Bien évidemment, la direction de la banque « conteste l’ensemble des griefs qui lui sont adressés », tout en précisant qu’elle n’est « ni informée ni concernée par la masse des faits cités par la presse ». Tenue à une « obligation de connaissance des opérations de ses clients », la banque est censée signaler les transactions douteuses à la CTIF. Et dans son rapport d’activité 2003, la Belgolaise rappelle justement que « dans le cadre de la lutte pour la prévention du blanchiment d’argent, un accent particulier est mis sur la sélection des clients et sur la surveillance de l’origine et de la destination des transferts de fonds ».
Au sein du groupe Fortis, on évite les commentaires susceptibles de mécontenter les magistrats en charge du dossier. Mais, dans la profession, on a du mal à admettre les soupçons du juge Claise. « La Belgolaise sait pertinemment que les transactions sur les armes sont totalement prohibées, explique le représentant d’une banque européenne en Afrique centrale. Et je ne vois pas pourquoi l’un de ses clients ferait transiter des fonds louches par son intermédiaire, alors qu’il est beaucoup moins risqué de passer par la Suisse ou le Liechtenstein. »
Cette mise en cause est d’autant plus surprenante que les firmes citées dans les rapports d’enquête publiés par l’ONU sur le pillage des ressources naturelles du Congo durant la guerre sont devenues très attentives à leurs activités en zone de conflits. Dans un précédent rapport, pas moins de quatre-vingt-cinq sociétés ont été incriminées, dont plusieurs groupes miniers comme Forrest, Umicore, Anglo-American et De Beers ; mais aussi des banques comme BBL, Barclays et Belgolaise. « Soupçonnées d’avoir violé les normes du code de bonne conduite de l’OCDE dans leurs affaires en RDC, ces sociétés n’ont souvent eu pour seul tort d’avoir tenté de mener des affaires dans un chaos juridique principalement imputable au régime en place à Kinshasa », explique les experts de Nord Sud Export, publication spécialisée dans l’analyse des risques sur les marchés émergents. « Et même si aucune sanction financière n’a été prise à leur encontre, elles ont subi un grave dommage en matière d’image. »

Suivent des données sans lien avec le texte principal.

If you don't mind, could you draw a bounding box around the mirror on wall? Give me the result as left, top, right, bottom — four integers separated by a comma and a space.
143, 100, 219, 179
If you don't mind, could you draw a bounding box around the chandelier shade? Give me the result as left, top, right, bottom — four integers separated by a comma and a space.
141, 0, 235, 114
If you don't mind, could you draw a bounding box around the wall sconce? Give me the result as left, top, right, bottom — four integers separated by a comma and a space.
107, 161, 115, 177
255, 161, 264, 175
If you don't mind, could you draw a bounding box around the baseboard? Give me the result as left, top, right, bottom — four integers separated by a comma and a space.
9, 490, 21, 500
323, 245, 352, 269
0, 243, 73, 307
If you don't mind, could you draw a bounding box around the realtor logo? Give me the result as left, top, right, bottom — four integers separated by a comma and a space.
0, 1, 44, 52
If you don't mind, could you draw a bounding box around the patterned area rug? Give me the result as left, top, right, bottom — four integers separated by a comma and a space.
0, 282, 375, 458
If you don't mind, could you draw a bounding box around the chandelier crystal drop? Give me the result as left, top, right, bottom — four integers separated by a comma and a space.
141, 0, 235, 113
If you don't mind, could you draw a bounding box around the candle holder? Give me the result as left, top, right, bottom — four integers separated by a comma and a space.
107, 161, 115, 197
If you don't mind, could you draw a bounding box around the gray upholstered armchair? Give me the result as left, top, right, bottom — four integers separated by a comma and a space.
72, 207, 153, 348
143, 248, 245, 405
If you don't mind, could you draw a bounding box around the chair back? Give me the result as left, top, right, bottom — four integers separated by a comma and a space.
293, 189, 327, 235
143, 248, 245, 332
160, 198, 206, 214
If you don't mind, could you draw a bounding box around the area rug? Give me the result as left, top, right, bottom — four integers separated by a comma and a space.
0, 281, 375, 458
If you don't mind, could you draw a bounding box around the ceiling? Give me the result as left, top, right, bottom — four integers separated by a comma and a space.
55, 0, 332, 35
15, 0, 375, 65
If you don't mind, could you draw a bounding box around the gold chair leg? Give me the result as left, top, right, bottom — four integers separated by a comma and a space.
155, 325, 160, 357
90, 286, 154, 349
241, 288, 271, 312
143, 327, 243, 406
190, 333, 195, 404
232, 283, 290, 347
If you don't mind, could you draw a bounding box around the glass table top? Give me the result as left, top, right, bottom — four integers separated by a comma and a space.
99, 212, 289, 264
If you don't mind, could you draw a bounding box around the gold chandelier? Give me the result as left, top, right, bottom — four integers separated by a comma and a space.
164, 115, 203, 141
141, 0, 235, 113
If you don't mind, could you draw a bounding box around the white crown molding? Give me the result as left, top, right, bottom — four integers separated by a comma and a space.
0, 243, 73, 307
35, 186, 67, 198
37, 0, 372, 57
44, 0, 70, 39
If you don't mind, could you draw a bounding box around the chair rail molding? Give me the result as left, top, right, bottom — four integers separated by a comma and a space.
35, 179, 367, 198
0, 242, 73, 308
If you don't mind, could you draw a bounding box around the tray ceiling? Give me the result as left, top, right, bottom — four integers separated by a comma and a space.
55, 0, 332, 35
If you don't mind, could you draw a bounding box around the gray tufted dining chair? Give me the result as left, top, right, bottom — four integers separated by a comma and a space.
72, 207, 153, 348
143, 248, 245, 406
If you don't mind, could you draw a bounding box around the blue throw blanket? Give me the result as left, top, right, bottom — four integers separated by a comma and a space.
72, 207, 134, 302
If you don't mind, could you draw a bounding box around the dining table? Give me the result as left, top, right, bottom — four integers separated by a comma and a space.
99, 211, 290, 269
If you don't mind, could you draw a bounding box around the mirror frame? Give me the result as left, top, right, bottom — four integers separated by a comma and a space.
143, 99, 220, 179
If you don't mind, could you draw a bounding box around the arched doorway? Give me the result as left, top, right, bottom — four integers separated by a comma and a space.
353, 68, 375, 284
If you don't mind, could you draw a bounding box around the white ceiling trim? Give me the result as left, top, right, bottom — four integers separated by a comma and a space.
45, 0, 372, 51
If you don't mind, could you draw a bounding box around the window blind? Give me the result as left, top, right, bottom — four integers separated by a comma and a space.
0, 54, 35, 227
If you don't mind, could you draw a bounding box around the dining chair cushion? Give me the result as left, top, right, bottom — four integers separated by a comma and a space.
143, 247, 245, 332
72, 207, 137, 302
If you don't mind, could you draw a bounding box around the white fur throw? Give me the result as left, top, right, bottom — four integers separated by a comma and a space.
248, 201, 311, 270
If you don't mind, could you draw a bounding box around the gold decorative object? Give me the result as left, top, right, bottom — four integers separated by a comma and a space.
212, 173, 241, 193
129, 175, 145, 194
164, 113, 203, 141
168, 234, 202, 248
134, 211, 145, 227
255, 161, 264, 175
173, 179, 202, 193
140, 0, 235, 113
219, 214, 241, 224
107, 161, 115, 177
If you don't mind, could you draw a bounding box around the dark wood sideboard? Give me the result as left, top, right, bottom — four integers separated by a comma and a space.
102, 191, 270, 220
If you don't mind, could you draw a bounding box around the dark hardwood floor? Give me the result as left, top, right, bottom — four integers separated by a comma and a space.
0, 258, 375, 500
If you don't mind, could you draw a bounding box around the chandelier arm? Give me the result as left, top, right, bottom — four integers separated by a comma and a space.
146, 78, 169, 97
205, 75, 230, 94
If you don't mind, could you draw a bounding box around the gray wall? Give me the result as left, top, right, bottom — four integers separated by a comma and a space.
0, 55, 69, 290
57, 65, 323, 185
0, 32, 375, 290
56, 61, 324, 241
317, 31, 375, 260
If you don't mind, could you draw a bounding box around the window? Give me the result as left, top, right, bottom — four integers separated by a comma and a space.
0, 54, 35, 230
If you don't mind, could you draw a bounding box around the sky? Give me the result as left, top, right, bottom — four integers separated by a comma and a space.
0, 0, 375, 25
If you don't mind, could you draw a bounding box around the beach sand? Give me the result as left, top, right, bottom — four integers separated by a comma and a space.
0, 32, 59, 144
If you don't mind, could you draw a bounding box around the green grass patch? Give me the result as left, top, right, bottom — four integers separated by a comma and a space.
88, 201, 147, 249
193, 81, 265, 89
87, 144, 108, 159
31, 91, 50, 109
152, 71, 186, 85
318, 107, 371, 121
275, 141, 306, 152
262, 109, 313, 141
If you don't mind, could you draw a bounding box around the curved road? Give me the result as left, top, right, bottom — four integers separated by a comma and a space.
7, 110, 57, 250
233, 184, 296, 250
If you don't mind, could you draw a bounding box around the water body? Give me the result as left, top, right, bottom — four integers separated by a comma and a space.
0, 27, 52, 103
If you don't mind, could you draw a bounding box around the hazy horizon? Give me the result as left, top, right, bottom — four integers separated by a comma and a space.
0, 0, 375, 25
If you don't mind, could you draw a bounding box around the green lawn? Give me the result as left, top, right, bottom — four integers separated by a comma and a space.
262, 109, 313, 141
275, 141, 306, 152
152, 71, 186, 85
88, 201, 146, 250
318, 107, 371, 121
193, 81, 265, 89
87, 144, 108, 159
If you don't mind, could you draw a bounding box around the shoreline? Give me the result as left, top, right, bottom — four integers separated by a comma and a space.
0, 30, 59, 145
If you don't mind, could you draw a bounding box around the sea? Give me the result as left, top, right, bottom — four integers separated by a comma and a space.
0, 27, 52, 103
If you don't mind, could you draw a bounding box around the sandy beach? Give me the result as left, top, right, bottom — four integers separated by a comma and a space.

Après quatre-vingt-quinze années d’activité au sud du Sahara, la Belgolaise est une vieille dame qui a pu avoir, par le passé, des relations parfois incestueuses avec certains régimes africains. Mais la filiale de Fortis est aussi l’un des rares établissements à continuer d’investir dans des pays à risque, comme l’ex-Zaïre ou la Côte d’Ivoire. Avec plus ou moins de succès. Le résultat net de la Belgolaise pour l’exercice 2003 a certes atteint 8,1 millions d’euros. Mais la banque a connu un sérieux revers à Abidjan, où sa filiale, la Banque internationale pour l’Afrique occidentale (BIAO), a essuyé une perte de 4,5 millions d’euros. Aussi le staff de la Belgolaise ressent-il avec une certaine amertume l’inculpation de son président.